También ayer se le imputó al escribano Martín Torres tenencia ilegal de arma de guerra (secuestrada en el allanamiento a su oficina) y un nuevo hecho de fraude en una propiedad de calle 9 de julio al 1800 que tenía dos dueños. Según los investigadores, se falsificaron documentos para vender esa propiedad a terceros, quienes también estarían involucrados en el delito pero aún no fueron imputados.

Al escribano Juan Bautista Aliau se lo imputó por apropiación indebida de tributos por quedarse con el dinero de las retenciones de impuestos de sellos e ingresos brutos en las dos ocasiones que vendió el campo de Villa Amelia que pertenecía a la familia del ex camarista fallecido Ernesto Navarro, cuya primera transacción se llevó a cabo con la falsificación de la firma de la viuda. Según informó una fuente de la investigación, los escribanos son agentes de retención de impuestos y cuando escrituran deben retener el monto de dinero correspondiente a sellos provinciales e ingresos brutos y depositarlo, lo que en estos dos casos no se hizo.

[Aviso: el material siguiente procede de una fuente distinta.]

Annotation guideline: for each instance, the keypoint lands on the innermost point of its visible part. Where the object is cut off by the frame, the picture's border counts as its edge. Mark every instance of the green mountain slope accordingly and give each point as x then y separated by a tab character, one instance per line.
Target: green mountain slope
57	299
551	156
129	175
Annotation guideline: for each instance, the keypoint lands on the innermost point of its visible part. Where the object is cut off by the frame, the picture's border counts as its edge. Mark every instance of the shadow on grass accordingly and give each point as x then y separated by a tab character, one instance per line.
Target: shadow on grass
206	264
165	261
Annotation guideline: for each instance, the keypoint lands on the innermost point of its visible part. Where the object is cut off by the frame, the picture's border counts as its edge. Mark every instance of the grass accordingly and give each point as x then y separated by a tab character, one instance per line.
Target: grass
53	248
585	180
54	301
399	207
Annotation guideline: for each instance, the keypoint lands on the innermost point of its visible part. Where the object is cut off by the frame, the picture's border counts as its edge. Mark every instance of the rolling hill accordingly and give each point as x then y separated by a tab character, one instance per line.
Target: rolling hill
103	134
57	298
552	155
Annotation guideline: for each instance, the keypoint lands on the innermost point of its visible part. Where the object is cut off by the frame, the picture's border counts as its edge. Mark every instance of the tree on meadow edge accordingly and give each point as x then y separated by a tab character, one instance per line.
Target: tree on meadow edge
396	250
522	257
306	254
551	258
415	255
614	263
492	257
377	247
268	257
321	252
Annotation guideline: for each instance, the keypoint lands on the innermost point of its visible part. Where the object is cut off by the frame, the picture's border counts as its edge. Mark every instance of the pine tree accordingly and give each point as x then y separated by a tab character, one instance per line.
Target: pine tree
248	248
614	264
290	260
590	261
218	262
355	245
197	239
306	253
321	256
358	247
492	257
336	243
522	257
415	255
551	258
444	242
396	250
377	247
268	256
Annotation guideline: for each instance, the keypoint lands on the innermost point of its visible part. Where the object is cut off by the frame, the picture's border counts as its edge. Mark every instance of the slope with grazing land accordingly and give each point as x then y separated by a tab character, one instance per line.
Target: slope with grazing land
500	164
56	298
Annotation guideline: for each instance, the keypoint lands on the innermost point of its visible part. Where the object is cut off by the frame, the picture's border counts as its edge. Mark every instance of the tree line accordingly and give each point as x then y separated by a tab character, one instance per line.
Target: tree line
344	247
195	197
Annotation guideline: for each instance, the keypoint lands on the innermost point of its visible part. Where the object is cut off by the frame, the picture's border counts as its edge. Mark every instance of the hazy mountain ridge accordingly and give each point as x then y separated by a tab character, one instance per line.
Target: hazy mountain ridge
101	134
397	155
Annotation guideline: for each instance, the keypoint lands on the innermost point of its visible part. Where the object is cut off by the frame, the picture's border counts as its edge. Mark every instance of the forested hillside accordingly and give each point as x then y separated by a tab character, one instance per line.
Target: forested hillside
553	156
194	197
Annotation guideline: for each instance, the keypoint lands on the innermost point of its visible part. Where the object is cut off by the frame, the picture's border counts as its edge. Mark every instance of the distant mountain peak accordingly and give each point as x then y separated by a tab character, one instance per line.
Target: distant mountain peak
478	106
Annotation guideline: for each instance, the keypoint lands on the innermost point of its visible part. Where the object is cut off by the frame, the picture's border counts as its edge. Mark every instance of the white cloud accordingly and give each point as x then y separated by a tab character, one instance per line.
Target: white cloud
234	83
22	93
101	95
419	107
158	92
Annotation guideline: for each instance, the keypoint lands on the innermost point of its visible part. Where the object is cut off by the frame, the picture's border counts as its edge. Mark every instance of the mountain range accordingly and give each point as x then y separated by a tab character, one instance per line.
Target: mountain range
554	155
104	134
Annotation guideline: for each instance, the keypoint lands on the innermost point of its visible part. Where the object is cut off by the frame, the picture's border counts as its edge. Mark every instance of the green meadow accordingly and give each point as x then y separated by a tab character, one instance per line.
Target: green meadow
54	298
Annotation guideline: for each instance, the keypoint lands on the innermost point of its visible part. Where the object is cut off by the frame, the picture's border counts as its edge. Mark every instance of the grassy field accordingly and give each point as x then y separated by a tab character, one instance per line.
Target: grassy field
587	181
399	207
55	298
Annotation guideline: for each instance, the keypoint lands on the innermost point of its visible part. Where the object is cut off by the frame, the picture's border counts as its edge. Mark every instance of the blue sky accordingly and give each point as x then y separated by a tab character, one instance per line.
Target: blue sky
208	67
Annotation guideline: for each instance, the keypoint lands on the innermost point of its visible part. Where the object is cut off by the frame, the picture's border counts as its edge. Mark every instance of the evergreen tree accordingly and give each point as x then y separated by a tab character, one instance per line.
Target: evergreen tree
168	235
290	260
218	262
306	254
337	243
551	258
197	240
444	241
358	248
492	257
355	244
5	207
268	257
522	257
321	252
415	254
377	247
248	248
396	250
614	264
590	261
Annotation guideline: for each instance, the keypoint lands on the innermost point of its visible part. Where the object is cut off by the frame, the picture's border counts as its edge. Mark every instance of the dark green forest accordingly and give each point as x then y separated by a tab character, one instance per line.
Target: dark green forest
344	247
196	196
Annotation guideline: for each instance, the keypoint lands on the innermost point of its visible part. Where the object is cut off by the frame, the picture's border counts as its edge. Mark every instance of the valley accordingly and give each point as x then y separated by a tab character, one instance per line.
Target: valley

También ayer se le imputó al escribano Luis María Kurtzemann (quien está en libertad bajo fianza) tenencia ilegal de arma de uso civil, secuestrada dentro de su oficina en un allanamiento. Por el mismo delito se lo acusó al vendedor de autos Roberto Aymo, cuya arma fue incautada en su domicilio y al empresario automotriz Leandro “Lelo” Pérez.

Sueños de libertad

Hoy tendrá lugar una audiencia que presidirá el juez de cámara Daniel Acosta por las apelaciones que presentaron los 11 imputados en la megaestafa para reveer las medidas cautelares, de los cuales dos están en libertad bajo fianza, ocho tras las rejas y una mujer con prisión domiciliaria por tener hijos menores a su cargo. Entre las empresarios que continúan privados de la libertad se encuentra el agente bursátil Jorge Oneto, quien estuvo al frente de la construcción del edificio Acqualina y el dueño de la clínica de implantes dentales, Marcelo Jaef.

En caso de que el juez Acosta confirme las medidas cautelares, el próximo lunes se realizará una audiencia de prórroga de las prisiones preventivas ya que se vencen ese día.

Querellas

Por otra parte, la jueza Mónica Lamperti dará a conocer mañana si acepta las dos presentaciones de querella en la causa de la megaestafa. Por un lado, la solicitada por el gobernador de Santa Fe Miguel Lifschitz y por otro, el último comprador del campo de Villa Amelia, quien se lo compró al agente bursátil Jorge Oneto.